Starkbieranstich auf dem Nockherberg:Weniger wäre mehr gewesen

Wo ist der Esprit? Bußprediger Lerchenberg überzeugt zwar schauspielerisch, Pointen sind aber dünn gesät.

Wolfgang Görl

Die Salvator-Probe 2008 - sie ist eine Premiere in mehrfacher Hinsicht: neuer Bußprediger, neuer Ministerpräsident, neuer Ex-Ministerpräsident. Und wenn es stimmt, dass Günther Beckstein seine Rolle als bayerischer Kabinettschef bis dato ebenso wenig glanzvoll ausfüllt wie Edmund Stoiber die seine als Frührentner mit Sonderaufgaben in Sachen Bürokratieabbau, dann muss man hinzufügen, dass es ihnen Michael Lerchenberg als "Bruder Barnabas" gleichtut.

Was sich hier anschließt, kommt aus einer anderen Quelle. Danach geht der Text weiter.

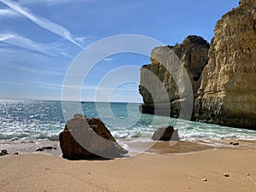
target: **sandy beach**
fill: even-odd
[[[149,149],[152,153],[109,160],[71,161],[40,153],[9,154],[0,157],[0,191],[253,192],[256,145],[239,143],[216,148],[158,143]],[[186,149],[177,154],[178,148]]]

Oder, um genauer zu sein: Lerchenbergs schauspielerische Leistung als Vortragender ist makellos, der Text freilich, den er zusammen mit dem Kabarettisten Christian Springer verfasst hat, ist recht langatmig geraten. Man hätte gern etwas mehr gelacht, aber dazu waren die wirklich zündenden Pointen doch zu dünn gesät.

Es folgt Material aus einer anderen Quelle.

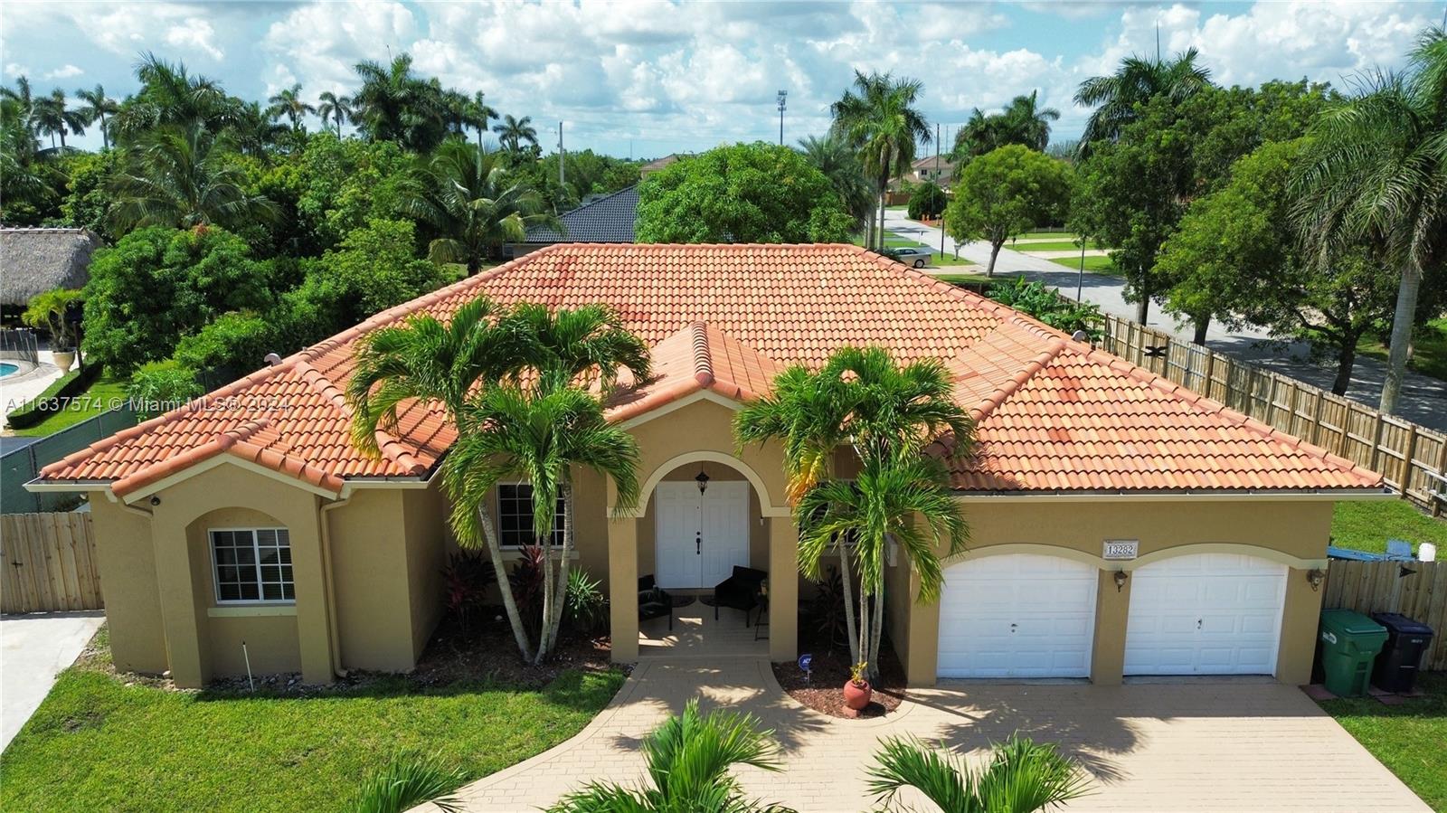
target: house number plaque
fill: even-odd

Ehe es losgeht, zieht Beckstein zum Klang des unvermeidlichen bayerischen Defiliermarschs in den Paulaner-Festsaal ein, verfolgt von einen Großaufgebot an Kameraleuten und Fotografen. Beinahe unbemerkt gelangt hingegen CSU-Chef Erwin Huber in die heiligen Hallen: Er ist plötzlich da, so als wäre er gerade aus dem Boden gewachsen. Wie man einen glamourösen Auftritt hinlegt, könnte Huber von seiner Generalsekretärin Christine Haderthauer lernen. Die flotte Lady besteigt gleich mal die Bühne und posiert dort für die Fotografen als, wie Huber vermutlich sagen würde, Upper-Bavarian-Glamour-Girl.

Wenig später, Brauerei-Geschäftsführer Andreas Steinfatt hatte seine Begrüßung soeben ohne größere sprachliche Unfälle hinter sich gebracht, eilt Michael Lerchenberg alias Bruder Barnabas mit einer Ratsche in der Hand durch die Reihen. Von der Kanzel herab, die als überdimensionaler Maßkrug gestaltet ist, beginnt er seine Bußpredigt im Stil des scharfzüngigen florentinischen Dominikaners Savonarola.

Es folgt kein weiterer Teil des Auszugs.